Traditionally something only wingers had, it’s now vital for players in all positions to have sprint speed. Maximise your own potential to run fast for shorter bursts by building up strength in the hamstrings and quadriceps with isometric and eccentric movements under increased pressure.
Explosive power! To achieve this, players perform plyometric movements such as squat thrusters, burpees with tuck jumps with any sort of jump squat, including box jumps.
Every footballer should be able to change direction at any second and do so quickly, without the risk of injury and keeping the ball well under control. Traditional cone drills are one way to improve a player’s agility, including slalom runs and shuttle runs (with a ball).
Not all of us are blessed with a low centre of gravity, so the trick is to give yourself a rock-solid core. True core stability comes from mixing in some unstable exercises to your training regime. Squatting on a Bosu-ball, using a T-bar for single-leg Romanian deadlift or getting on a TRX for some plank jacks, are just some of the ways to improve your core and improve your stability when jostling for the ball.

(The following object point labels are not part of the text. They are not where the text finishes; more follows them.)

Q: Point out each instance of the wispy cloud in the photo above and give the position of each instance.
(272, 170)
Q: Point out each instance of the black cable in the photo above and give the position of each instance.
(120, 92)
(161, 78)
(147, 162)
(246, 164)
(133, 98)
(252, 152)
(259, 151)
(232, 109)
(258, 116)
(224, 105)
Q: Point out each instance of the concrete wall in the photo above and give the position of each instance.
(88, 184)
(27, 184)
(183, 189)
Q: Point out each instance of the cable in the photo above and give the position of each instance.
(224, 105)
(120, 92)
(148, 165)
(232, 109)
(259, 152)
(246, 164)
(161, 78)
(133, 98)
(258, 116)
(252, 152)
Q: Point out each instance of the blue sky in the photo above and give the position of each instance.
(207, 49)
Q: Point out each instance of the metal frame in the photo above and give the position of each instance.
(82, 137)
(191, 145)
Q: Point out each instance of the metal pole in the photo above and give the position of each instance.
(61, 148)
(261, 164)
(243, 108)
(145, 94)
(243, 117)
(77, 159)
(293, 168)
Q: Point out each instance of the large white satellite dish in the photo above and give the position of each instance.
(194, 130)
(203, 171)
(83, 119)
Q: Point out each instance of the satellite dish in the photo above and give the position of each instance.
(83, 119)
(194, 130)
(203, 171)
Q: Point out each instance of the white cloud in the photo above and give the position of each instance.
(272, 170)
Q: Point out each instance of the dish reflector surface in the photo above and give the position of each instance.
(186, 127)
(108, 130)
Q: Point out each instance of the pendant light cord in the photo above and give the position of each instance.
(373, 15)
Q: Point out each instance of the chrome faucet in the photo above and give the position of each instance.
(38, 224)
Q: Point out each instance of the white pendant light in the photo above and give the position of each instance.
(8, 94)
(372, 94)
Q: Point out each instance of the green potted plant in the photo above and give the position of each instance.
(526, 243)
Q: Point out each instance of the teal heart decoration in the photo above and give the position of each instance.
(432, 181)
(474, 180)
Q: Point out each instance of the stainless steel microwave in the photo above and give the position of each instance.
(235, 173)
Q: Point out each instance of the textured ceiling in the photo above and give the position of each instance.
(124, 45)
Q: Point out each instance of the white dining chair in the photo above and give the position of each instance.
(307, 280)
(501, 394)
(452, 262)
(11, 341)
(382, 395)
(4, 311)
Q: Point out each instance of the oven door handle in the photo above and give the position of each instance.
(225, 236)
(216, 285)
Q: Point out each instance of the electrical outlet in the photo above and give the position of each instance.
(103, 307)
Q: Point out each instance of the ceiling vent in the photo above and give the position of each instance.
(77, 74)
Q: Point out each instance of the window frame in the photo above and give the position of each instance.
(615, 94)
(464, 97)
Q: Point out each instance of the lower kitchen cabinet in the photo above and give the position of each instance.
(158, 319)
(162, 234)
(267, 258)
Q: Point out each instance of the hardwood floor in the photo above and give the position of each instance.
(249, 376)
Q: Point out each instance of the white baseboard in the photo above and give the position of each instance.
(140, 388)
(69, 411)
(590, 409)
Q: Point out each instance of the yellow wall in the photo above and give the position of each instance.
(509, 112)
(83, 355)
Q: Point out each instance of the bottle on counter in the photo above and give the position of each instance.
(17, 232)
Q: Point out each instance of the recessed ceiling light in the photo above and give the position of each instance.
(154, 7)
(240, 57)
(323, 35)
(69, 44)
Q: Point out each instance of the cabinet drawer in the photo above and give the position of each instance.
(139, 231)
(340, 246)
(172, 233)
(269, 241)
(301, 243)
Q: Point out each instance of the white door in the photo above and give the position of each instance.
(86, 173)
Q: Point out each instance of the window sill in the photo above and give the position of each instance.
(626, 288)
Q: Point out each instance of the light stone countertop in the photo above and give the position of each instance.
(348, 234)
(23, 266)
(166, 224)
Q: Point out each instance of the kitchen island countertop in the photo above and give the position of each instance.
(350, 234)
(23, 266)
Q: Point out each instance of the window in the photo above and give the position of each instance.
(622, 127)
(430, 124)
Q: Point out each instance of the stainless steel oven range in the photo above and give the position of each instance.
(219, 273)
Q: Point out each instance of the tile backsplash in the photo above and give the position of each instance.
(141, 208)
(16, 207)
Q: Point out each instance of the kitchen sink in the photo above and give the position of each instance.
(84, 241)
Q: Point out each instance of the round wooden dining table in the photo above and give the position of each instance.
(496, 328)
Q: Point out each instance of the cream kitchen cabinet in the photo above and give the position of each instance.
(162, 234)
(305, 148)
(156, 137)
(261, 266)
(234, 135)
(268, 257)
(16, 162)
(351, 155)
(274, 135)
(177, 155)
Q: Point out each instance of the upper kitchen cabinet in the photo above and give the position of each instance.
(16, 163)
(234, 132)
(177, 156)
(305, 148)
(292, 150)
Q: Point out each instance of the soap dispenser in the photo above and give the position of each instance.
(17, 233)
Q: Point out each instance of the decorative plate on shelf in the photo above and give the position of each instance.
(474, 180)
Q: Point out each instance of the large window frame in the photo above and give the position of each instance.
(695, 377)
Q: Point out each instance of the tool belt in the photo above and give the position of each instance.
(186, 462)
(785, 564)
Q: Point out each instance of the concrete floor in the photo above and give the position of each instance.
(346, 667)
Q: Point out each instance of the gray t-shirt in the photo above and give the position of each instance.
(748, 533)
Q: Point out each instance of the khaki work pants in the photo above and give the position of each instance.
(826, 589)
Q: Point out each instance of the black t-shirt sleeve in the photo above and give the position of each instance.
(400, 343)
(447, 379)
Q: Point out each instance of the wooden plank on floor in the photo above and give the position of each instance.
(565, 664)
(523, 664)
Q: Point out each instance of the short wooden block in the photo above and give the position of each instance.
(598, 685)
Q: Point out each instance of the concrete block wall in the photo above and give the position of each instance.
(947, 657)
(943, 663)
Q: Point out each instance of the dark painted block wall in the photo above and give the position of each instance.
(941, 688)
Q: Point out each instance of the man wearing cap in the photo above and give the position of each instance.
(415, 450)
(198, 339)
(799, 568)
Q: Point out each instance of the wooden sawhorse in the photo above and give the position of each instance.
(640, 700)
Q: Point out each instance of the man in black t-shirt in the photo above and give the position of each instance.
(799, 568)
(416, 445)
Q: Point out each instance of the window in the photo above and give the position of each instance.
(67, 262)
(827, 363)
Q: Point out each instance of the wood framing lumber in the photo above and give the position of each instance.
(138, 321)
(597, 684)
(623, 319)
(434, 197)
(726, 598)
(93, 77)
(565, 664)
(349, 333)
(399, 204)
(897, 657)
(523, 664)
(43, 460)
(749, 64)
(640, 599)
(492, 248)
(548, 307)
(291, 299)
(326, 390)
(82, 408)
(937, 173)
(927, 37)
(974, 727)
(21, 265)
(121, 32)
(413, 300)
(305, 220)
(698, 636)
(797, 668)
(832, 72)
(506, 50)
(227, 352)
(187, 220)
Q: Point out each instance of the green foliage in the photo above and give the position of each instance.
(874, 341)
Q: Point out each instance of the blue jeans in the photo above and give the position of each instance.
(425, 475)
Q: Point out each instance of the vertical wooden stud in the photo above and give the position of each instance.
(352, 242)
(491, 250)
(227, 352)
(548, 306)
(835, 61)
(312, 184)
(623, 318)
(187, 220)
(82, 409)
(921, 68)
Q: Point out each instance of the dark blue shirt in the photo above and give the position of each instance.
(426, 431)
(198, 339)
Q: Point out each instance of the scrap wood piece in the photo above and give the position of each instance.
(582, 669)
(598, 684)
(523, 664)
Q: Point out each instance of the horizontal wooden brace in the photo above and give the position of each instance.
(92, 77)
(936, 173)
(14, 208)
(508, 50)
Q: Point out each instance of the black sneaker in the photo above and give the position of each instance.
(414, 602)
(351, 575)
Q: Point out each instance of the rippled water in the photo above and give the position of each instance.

Ignore strength training at your peril. Advances in sports science have awoken the football world to the positive effects of disciplines like Olympic lifting and general resistance training. Big compound movements such as squats, deadlifts and lunges all have a hugely positive effect when it comes to things like explosive power, overall speed, agility and – to a degree – core stability. However, the biggest benefit of strength training lies in injury prevention; a solid resistance program promotes strength gains in ligaments, tendons and the general skeletal structure.
Recovery should be a big part of your training regime too and not making sure you’re doing it properly could be stopping you hitting your peak fitness. Training to aid your body in its regeneration is vital. Foam rolling is especially good for preventing a build-up of fascia and reducing DOMS (delayed onset muscular soreness). You should also make sure that your nutrition is correct and take time to stretch post-match.